It is this decision by the respondent to de – register the ex – parte applicant school as an Examination Centre that the Ex – Parte applicant want stayed until the hearing of Judicial Review.



ISSUES(S):

The main issue for the determination by this court is whether the respondent’s decision 0f 26th March, 2008 de – registering the ex – parte applicant school should be stayed or not.



THE LAW:

Under Order 53/14/7 of the rules of the Supreme Court it is stated as follows:-


“It is possible to apply for an interim relief e.g. a stay pending the hearing an application for judicial review. (Order 53, r 3(10) (a) or an interlocutory injunction (Order 53, r 3(10)(b) and r 8. It is also possible to apply for other orders of an interlocutory nature such as discovery, interrogations or leave to cross – examine a deponent.”

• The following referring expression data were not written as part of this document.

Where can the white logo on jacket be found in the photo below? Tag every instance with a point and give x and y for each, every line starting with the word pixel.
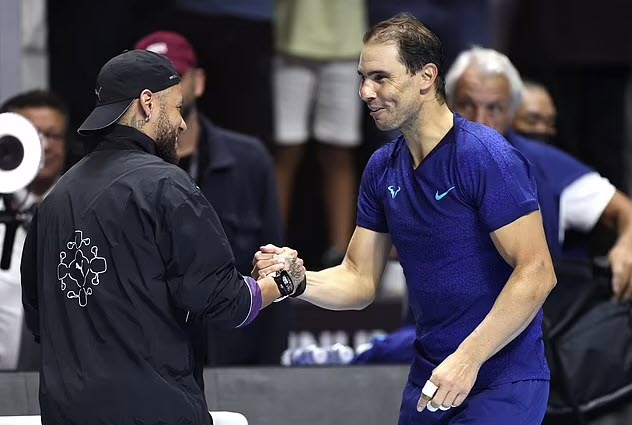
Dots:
pixel 81 270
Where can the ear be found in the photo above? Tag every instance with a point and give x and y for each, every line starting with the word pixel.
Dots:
pixel 199 79
pixel 147 103
pixel 427 77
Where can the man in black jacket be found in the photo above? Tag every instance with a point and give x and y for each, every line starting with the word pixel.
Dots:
pixel 236 174
pixel 125 258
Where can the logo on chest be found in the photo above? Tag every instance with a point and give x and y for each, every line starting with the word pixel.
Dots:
pixel 440 196
pixel 394 190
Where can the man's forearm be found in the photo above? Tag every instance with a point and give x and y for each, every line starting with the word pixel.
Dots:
pixel 515 307
pixel 339 288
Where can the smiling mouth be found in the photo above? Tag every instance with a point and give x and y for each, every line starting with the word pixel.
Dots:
pixel 375 111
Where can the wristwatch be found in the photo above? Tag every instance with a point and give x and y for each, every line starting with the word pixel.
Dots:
pixel 284 283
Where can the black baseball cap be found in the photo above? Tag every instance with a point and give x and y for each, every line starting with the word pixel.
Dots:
pixel 121 80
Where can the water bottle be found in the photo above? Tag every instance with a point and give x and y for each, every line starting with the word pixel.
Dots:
pixel 339 354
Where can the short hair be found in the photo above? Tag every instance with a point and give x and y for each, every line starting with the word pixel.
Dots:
pixel 417 45
pixel 490 62
pixel 35 99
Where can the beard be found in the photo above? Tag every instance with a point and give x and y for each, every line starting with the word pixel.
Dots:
pixel 166 140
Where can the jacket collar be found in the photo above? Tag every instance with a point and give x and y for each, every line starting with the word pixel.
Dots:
pixel 122 137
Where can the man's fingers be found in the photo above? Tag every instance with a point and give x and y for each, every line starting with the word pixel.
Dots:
pixel 422 403
pixel 459 400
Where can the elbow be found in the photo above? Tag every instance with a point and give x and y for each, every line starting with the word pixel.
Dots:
pixel 548 279
pixel 368 296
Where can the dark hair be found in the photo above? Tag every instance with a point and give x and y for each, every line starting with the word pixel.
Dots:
pixel 35 99
pixel 418 46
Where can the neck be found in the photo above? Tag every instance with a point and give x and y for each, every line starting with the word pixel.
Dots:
pixel 188 141
pixel 432 124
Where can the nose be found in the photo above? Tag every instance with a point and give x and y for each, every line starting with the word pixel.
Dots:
pixel 43 140
pixel 367 93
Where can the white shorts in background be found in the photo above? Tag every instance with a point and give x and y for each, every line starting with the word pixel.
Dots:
pixel 319 95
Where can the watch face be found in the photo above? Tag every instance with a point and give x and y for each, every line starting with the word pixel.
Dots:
pixel 284 282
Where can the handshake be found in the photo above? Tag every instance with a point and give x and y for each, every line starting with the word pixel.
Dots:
pixel 284 265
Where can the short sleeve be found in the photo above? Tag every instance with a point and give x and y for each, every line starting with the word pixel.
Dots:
pixel 498 180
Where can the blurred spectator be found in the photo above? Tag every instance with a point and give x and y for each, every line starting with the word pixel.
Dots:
pixel 485 87
pixel 233 41
pixel 49 116
pixel 236 174
pixel 536 115
pixel 580 50
pixel 316 94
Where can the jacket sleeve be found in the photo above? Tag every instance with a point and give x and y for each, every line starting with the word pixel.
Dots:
pixel 28 273
pixel 201 275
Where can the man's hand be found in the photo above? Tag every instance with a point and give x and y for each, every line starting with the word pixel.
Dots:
pixel 620 260
pixel 454 379
pixel 270 259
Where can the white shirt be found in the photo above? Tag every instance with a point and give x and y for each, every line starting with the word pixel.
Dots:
pixel 11 310
pixel 583 202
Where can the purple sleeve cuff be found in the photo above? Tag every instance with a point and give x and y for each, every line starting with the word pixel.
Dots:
pixel 255 300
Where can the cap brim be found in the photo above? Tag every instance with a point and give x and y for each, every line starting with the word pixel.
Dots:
pixel 104 116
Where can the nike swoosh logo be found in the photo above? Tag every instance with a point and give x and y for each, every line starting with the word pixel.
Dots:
pixel 439 197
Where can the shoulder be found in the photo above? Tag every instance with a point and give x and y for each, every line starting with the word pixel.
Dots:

In the instant case, leave to move for judicial review was granted by consent of both parties. Leave having been granted, it will in my judgement be unfair to deny the ex – parte applicant the order that it is seeking since clearly the conviction of Mr Chalimba was in no way connected to the school. The situation would have been different if, the school was connected and in any case, if the order sought is refused, it is the students that would suffer and it would be tantamount to determining the substantive proceedings at this stage, which, admittedly is not the duty of this court at this stage. The ex – parte applicant was already given nominal rolls for this year’s examinations which by all standards gave the impression that the ex - parte applicant school was going to be used as an Examination Centre. Of course, the court appreciates that there could be a genuine basis for the decision that was taken by the respondent, but I think, the decision, at this stage works more to the disadvantage of the ex – parte applicant and its students than that of the respondents.



CONCLUSION:

In these circumstances and by reason of the foregoing, it is my considered opinion that the interim relief sought by the ex – parte applicant should be granted. I therefore grant the ex – parte applicant an order of stay of the respondent’s decision of 26th March 2008 in de – registering the ex – parte applicant’s school as an Examination Centre until the determination of the substantive judicial review proceedings herein or until further order of the court. In the meantime the respondent should extend the registration period for the students of the ex – parte applicant school so as to enable them sit for their examination this year.



I make no order as to costs.



Pronounced in Chambers at Principal Registry this 17th April, 2008.